O ex-primeiro-ministro José Sócrates considerou hoje que a declaração da chanceler alemã sobre o ensino em Portugal «é absolutamente surpreendente» e «estranha aos ouvidos daqueles que se bateram pelo projeto europeu».

«Não resisto a fazer um comentário relativamente a essa declaração [da chanceler alemã] absolutamente surpreendente e que nunca pensei ouvir. É estranha aos ouvidos daqueles que se bateram nos últimos 30 anos pelo projeto europeu», disse o ex-governante.

José Sócrates falava, em Castelo Branco, durante a apresentação do livro do ex-secretário de Estado da Educação Valter Lemos, intitulado «A influência da OCDE [Organização para a Cooperação e Desenvolvimento Económico] nas políticas públicas de educação em Portugal».

O ex-primeiro-ministro referia-se à declaração de Angela Merkel sobre o número de licenciados em Portugal.

«Se quisermos contrariar aquilo que foi dito, basta irmos aos números da OCDE», que referem a percentagem de licenciados em Portugal, comparativamente com os de outras sociedades europeias, siblinhou.

«Os últimos números da OCDE, de 2012, andam à volta de 17% de licenciados em Portugal, enquanto na União Europeia (UE) a média anda nos 25%», recordou.

Uma das vantagens da OCDE, prosseguiu, «é que nos dá imediatamente números comparáveis para podermos desmentir afirmações tão levianas como as que foram produzidas pela chanceler alemã».

«Não, Portugal não tem licenciados a mais, tem licenciados a menos», sublinhou o ex-primeiro-ministro.

José Sócrates sublinhou ainda que «houve alguns» que imediatamente se prestaram a dar alguma razão à chanceler alemã.
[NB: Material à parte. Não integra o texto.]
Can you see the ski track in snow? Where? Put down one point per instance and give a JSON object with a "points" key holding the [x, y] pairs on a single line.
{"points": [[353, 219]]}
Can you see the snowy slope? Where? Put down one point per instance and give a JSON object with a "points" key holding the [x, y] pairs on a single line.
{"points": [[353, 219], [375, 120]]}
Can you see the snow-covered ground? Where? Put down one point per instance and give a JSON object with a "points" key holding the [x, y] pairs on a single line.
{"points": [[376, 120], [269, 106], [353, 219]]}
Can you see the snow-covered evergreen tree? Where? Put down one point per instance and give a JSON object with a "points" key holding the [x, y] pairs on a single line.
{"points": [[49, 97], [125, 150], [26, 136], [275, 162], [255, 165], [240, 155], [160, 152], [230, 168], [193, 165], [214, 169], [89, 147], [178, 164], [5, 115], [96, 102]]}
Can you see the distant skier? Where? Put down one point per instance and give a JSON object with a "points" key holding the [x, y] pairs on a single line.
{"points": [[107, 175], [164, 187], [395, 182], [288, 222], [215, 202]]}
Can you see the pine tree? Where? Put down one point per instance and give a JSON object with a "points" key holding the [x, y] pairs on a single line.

«Não tem razão quem diz que há licenciados a mais em Portugal, tal como não têm razão aqueles que dizem que no espírito da dirigente europeia estaria a ideia de que Portugal devia apostar mais no ensino profissional», referiu.

«Portugal é um dos países que mais apostaram no ensino profissional nas últimas décadas e, em particular, na ultima década», sustentou o ex-primeiro-ministro.
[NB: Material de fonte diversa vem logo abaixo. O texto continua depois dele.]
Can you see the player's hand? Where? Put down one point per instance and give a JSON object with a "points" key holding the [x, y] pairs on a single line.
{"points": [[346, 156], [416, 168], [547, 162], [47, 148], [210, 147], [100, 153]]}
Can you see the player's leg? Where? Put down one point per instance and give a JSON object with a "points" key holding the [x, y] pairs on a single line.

Segundo os dados que referiu, entre 2001 e 2011, altura em que saiu do Governo, o número de alunos no ensino secundário em cursos profissionais passou de 33 mil para 115 mil, aproximando-se da média europeia.

Portanto, «a ideia de que não investimos o suficiente no ensino profissional é falsa. Portugal foi um dos países que mais progrediu», sublinhou.

O ex-primeiro-ministro realçou que «foi a primeira vez que ouviu coisa semelhante» e adiantou que não se lembra de «declarações tão contrárias aquilo que é o espírito e o projeto europeu».

José Sócrates entende que esta declaração da chanceler alemã «tem uma motivação política lamentável». «Não é apenas um erro, encerra uma visão política que é muito preocupante», concluiu o ex-chefe do Governo.